Recently, celebrities’ past hateful tweets has been resurfacing and has sparked huge controversies among people, especially to those who were seriously offended by the tweets. The 2019 Academy Awards went host-free due to the Kevin Hart’s (host-to-be, comedian and actor) tweet from 2011 and his stand-up in 2010 were revealed to contain homophobic slurs, including the word “Fat Fag.” Not only that, on last July, the director of the famous Marvel franchise “Guardians of the Galaxy,” James Gunn was fired by Disney because of his past tweets in 2009 and 2010 joked on rapes and pedophilia. These are just a few. There are several celebrities that lost their job and reputation due to their past offensive remarks. So while you’re reading this, you may think, “So what’s your opinion on this? Are you with the ‘Oh it was nearly 10 years ago, get over with it’ side or ‘They should pay for their past mistakes?’”

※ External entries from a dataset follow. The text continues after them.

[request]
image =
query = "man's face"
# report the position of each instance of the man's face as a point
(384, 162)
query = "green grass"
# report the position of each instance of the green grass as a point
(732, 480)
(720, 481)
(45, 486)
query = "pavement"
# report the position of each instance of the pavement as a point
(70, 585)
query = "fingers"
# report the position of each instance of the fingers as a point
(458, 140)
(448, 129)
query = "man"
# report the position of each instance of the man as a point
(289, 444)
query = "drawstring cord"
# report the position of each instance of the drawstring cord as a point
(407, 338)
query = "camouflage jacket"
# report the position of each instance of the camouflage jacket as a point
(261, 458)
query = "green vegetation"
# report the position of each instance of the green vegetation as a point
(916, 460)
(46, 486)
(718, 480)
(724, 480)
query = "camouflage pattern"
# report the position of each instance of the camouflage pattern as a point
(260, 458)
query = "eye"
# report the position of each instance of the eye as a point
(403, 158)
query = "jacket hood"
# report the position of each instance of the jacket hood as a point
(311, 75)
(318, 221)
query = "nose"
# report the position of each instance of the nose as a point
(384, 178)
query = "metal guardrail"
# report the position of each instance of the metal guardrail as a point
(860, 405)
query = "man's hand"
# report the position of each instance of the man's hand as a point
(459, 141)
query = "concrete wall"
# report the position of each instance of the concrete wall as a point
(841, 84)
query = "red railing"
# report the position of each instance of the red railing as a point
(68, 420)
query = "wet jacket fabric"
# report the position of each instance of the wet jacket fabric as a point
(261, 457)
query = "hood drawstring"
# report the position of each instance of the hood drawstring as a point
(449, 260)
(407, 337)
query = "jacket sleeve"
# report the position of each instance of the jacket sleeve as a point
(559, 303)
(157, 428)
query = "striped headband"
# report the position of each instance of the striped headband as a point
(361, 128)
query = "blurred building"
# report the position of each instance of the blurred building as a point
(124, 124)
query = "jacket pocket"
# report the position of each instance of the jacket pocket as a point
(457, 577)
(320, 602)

Although I do think it is quite weird that heated argument on celebrities’ past tweets uploaded nearly 10 years ago are happening just recently, there are so many questions revolving around the issue that I think “simply judging an individual” is not the best way to resolve this matter. Certainly, a lot of people were hurt and disappointed by the fact that their favorite celebrities used to be socially insensitive. So I do get where the both sides are coming from, but I’m not here to talk about whether people really “change.” The real problem here is the celebrities’ poor handling of the situation. They have given messy apologies to the angry public.
For Kevin Hart, it was the Instagram post he posted right after the surge of criticism: “Our world is becoming beyond crazy and I’m not gonna let the craziness frustrate me…If you don’t believe people change, grow, evolve as they get older, I don’t know what to tell you.” While he was still given a chance to host the Academy if he rightfully apologized to the public, choose not to do it because he “had already apologized in the past.” But people didn’t find his past apology very appealing. His apology was full of the whole “people change” idea, which I personally don’t entirely disagree with it, but it’s just that the apology to the LGBTQ+ communities should have come first as the past remarks he made online doesn’t “change.”

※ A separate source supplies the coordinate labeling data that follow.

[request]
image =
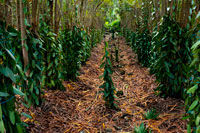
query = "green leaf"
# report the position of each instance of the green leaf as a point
(18, 92)
(11, 55)
(26, 115)
(198, 15)
(193, 89)
(3, 94)
(8, 73)
(195, 45)
(21, 72)
(12, 117)
(12, 34)
(19, 128)
(197, 122)
(189, 128)
(2, 129)
(193, 105)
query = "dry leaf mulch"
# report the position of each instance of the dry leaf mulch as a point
(81, 107)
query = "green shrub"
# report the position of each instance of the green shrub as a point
(173, 58)
(10, 76)
(108, 85)
(76, 48)
(192, 101)
(52, 59)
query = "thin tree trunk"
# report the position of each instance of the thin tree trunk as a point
(51, 12)
(187, 11)
(28, 10)
(23, 37)
(171, 8)
(18, 14)
(34, 16)
(56, 17)
(182, 13)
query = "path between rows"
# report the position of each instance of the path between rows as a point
(80, 109)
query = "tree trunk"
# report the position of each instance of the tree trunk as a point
(34, 16)
(56, 26)
(23, 37)
(18, 14)
(51, 13)
(171, 8)
(28, 10)
(187, 11)
(182, 13)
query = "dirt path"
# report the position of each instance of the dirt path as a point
(81, 109)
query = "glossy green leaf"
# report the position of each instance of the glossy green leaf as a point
(193, 105)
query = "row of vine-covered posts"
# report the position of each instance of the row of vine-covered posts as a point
(165, 35)
(42, 44)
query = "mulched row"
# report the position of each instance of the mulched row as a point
(80, 108)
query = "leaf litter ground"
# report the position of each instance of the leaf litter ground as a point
(80, 109)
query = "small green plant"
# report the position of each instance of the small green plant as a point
(192, 100)
(52, 59)
(151, 114)
(108, 84)
(117, 54)
(142, 129)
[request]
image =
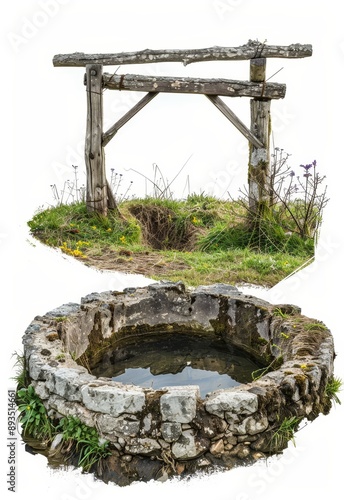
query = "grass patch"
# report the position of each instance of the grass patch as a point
(199, 240)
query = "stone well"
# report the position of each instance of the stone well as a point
(160, 433)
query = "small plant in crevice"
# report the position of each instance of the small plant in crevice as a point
(83, 441)
(285, 433)
(33, 415)
(333, 386)
(274, 365)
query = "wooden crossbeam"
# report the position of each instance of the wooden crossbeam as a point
(209, 86)
(107, 136)
(250, 50)
(221, 106)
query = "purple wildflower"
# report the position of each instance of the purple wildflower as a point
(307, 167)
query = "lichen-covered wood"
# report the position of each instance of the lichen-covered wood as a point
(250, 50)
(211, 86)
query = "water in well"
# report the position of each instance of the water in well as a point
(177, 360)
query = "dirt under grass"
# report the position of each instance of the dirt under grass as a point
(166, 241)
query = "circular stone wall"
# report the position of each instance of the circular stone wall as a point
(173, 431)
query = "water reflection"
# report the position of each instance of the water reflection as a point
(177, 359)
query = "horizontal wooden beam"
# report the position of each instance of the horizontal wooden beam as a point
(225, 110)
(230, 88)
(107, 136)
(250, 50)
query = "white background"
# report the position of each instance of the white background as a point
(43, 126)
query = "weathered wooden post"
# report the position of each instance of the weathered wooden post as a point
(259, 157)
(96, 184)
(99, 196)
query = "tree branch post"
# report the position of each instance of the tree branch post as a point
(96, 184)
(259, 157)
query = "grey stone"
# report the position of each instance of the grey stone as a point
(179, 403)
(38, 370)
(250, 425)
(67, 382)
(188, 446)
(113, 400)
(64, 310)
(143, 446)
(171, 431)
(218, 289)
(233, 402)
(119, 426)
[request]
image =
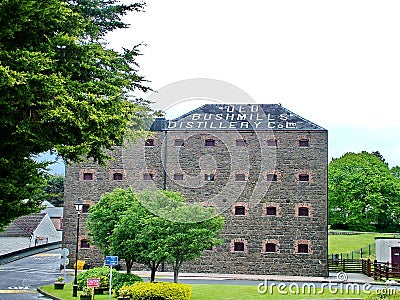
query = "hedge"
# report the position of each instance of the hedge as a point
(118, 279)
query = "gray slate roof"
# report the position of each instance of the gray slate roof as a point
(241, 117)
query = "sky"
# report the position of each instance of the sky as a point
(336, 63)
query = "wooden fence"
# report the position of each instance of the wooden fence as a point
(378, 270)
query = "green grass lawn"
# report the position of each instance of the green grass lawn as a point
(224, 292)
(348, 243)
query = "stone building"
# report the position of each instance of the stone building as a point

For the director James Gunn, his apology goes like this: “Many people who have followed my career know when I started, I viewed myself as a provocateur, making movies and telling jokes that were outrageous and taboo… I used to make a lot of offensive jokes. I don’t anymore. I don’t blame my past self for this, but I like myself more and feel like a more full human being and creator today.” Again, Gunn starts with explaining that he’s not the person people think he is, that it was his way of “joke.” But that’s not what people want to hear, people want to see that he knows the seriousness of his past deeds, and wishes to not make the same mistakes over again. Though he managed to be re-hired by Disney on March, I think this is merely due to Disney being afraid of taking risks for the next Guardians of the Galaxy Vol.3 as the previous ones were huge success.
Really, messy apologies are what made this whole thing worse. It would have been much better for both the public and the celebrity if there was a proper sincere apology. This reminds me with the quote “Your apology needs to be as loud as your disrespect was.”